Google adds P2P payments option to Gmail Android app

Google adds P2P payments
Google adds P2P payments option to its Gmail Android app joining a crowded market.

Google adds P2P payments option to Gmail Android app as it targets the growing mobile P2P money transfer market

Google adds P2P payments announcing that Gmail users in the US can now send and receive money via the Gmail app on their Android devices. The ability to send money via Gmail has been available since 2013, but only through the desktop version of Gmail.

To send money via the Gmail Android app, users simply tap on the attachment icon and choose whether they want to send or request money. Recipients can receive or request money from the email itself, or arrange for money to go directly into their bank account, without having to install another payment app. The transfer function is free, and recipients don’t have to have a Gmail account.

As Google adds P2P payments option to its Gmail Android app, it joins a crowded market. New dedicated P2P providers, social media platforms and technology companies have entered the mobile P2P transfer market at a rapid pace. Market leader Venmo leads the pack, processing $17.6 billion in P2P payments in 2016, a 135 percent increase from 2015.

Social media giants like Facebook and Snapchat have also entered the market, along with the world’s most recognized technology companies.
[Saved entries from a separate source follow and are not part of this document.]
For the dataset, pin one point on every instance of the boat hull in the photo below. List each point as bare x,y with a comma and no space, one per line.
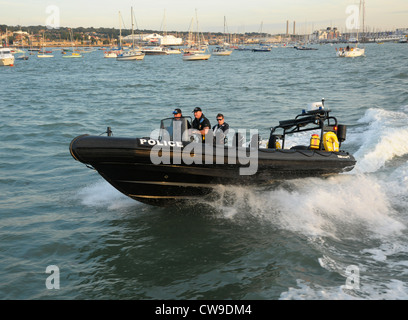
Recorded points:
126,164
356,52
7,61
196,57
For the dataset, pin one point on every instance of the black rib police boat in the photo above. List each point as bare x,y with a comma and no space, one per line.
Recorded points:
177,165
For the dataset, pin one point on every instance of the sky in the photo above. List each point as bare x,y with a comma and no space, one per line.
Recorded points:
268,16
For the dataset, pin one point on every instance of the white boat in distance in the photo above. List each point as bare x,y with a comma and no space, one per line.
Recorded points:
130,56
220,51
6,57
199,53
350,52
133,54
224,50
191,56
353,52
154,50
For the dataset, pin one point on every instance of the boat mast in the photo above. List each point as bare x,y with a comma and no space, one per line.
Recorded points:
133,37
198,33
120,33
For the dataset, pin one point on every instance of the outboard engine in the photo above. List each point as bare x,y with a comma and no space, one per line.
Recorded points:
341,132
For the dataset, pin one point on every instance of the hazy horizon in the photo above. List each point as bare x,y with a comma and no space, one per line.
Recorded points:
177,15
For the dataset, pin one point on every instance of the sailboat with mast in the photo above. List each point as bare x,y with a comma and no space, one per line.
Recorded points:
132,54
42,53
73,54
198,53
224,50
353,52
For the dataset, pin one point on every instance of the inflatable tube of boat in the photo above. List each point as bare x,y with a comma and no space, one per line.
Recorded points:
330,142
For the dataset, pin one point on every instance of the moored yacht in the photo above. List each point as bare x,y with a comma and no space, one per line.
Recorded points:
6,57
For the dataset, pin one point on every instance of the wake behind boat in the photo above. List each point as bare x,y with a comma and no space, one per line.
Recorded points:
176,166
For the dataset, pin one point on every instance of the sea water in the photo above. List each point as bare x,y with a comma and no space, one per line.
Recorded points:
342,237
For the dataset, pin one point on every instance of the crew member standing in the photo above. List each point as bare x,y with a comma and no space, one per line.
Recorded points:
220,129
201,123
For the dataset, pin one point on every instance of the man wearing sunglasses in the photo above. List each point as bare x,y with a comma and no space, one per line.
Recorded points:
220,129
201,123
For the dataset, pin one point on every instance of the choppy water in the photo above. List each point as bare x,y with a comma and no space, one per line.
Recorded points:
304,239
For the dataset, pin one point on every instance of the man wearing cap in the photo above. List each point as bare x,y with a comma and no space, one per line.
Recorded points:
178,115
220,130
201,123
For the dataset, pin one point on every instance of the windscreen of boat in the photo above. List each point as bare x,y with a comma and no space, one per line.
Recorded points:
175,129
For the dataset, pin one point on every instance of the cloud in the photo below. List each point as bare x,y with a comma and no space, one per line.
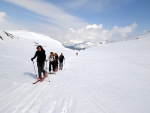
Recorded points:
51,13
98,33
94,6
3,16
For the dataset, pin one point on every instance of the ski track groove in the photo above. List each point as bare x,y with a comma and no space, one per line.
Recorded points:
13,99
29,102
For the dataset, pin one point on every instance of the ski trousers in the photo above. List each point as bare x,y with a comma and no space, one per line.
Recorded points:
41,68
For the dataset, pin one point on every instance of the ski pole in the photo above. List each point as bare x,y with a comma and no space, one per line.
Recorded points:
34,68
47,72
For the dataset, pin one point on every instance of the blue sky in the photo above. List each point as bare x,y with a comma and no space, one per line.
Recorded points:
108,19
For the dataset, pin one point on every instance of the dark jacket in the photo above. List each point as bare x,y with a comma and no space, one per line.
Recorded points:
41,56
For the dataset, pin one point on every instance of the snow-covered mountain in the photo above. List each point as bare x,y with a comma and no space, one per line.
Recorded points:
107,78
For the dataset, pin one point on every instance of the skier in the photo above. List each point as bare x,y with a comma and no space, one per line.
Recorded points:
41,57
51,62
56,62
61,59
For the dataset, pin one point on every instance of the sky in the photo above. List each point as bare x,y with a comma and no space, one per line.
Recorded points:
96,20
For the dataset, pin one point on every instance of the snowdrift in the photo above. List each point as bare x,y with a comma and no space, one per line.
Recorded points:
108,78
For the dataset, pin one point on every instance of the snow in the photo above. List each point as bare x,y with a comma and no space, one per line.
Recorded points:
107,78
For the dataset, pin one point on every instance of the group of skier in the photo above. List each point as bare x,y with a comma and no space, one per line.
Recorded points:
55,62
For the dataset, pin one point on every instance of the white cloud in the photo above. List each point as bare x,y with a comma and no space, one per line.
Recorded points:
97,33
93,5
50,12
94,26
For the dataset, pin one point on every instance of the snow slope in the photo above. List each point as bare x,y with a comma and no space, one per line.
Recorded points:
109,78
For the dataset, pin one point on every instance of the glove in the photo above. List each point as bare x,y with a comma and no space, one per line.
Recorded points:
32,59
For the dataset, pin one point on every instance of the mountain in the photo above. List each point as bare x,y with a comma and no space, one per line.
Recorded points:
106,78
78,44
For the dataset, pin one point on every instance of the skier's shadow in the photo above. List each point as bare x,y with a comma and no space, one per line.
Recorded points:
30,74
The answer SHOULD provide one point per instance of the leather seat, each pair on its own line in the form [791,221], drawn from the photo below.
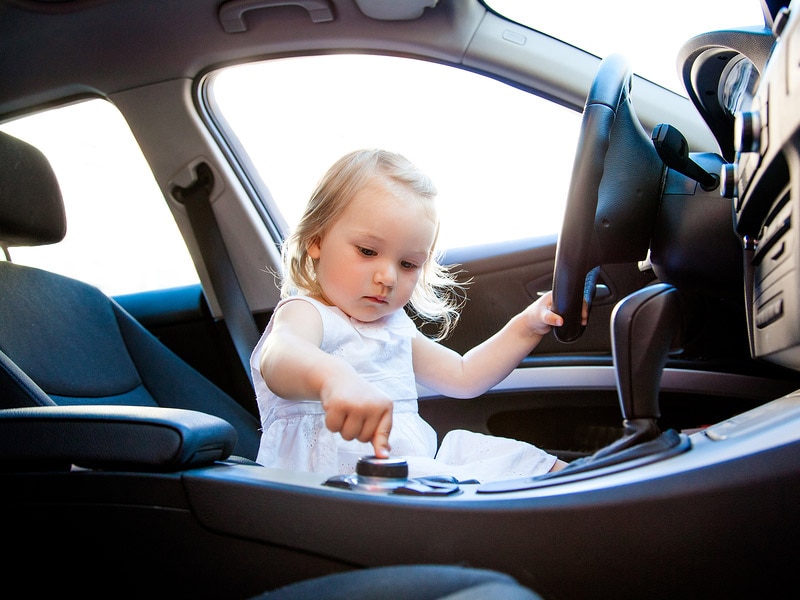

Apple, for example, is now investigating how it could enable hundreds of millions of iPhone users to perform P2P payment transactions through its iMessage service.

Overall, with many new competitors entering the market supported by vast and well- established millennial user bases, banks have started feeling the pressure and begun to fight back. Nineteen banks, including Bank of America Corp, Capital One Financial Corp, JPMorgan Chase, US Bancorp and Wells Fargo have teamed up to make Zelle, a P2P payment feature that integrates into banking apps. Zelle lets users instantly send and receive P2P money transfers using the existing contacts on their mobile device, regardless of where they bank.